La discographie qui suit ne prétend pas être exhaustive. Elle a simplement pour but de vous donner quelques pistes, en vous souhaitant de redécouvrir aussi les musiques de Corse, du Pays Basque, d’Auvergne, du Limousin, de Flandres… Mais, méfiez-vous des imitations !

Laurent GIRARD


Notes :

1. Les musiques dites « celtiques » (de Bretagne, Irlande, Écosse, Galice…) sont très différentes les unes des autres, tant du point de vue musicologique que de la pratique.
2. Barzaz Breiz, Vicomte Hersart de la Villemarqué, Librairie Académique Perrin, Paris.
3. Les œuvres de P. Ladmirault sont éditées par Les Amis de Paul Ladmirault, 4, rue de Bréa, 44000 Nantes.
4. Sur cette période, lire « Le Cheval d’orgueil » de Pierre-Jakez Helias.
5. Sing. : bagad. Les bagadoù s’affrontent une fois l’an au sein d’un concours à Lorient. On en rencontre aussi en dehors de la Bretagne (Lille, Bordeaux…). Les plus réputés sont ceux de Quimper et d’Auray.
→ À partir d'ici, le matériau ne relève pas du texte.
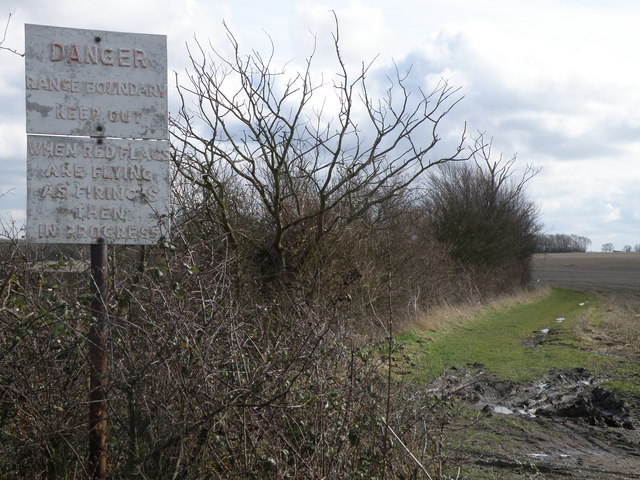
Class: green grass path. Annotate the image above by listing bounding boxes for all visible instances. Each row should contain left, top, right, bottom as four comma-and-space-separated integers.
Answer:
396, 288, 636, 390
6. Bécassine, personnage honni des Bretons, en est l’illustration.
7. Fêtes de nuit. Les paysans avaient coutume de se réunir à la fin des travaux. Le fest noz est une continuité de cette tradition, un peu plus urbaine, et dépouillée de sa relation au travail.
8. Chant contre-chant.
9. Une longévité dont ne se venteront jamais les groupes parvenus trop rapidement au succès.
10. La France est un des derniers États européens à ne pas avoir ratifié la Charte européenne des langues et cultures régionales.
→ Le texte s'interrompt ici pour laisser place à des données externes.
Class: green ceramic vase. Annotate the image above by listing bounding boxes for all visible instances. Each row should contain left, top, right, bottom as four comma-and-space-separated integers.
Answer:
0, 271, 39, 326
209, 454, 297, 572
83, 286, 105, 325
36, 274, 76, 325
11. C’est au contraire la méconnaissance de sa propre identité, et la frustration identitaire qui conduisent au rejet de l’autre. L’idée d’identité collective, entre l’individu et l’État est une notion inexistante en France. De même, la zone de perméabilité entre la sphère publique et la sphère privée (espace de confrontation entre les sensibilités, les expériences, les cultures…) est très réduite. C’est donc entre une acceptation sans conditions de toutes les différences (qui peut mener à son éclatement) et la négation de celles-ci (qui la conduit à la sclérose) que la France doit se trouver pour évoluer.
12. Ceci ne dédouane pas pour autant une partie de la population d’un penchant intolérant.
13. On aime aussi à répéter en Bretagne, à tort ou à raison, que la bombarde et la cornemuse sont deux instruments d’origine arabe.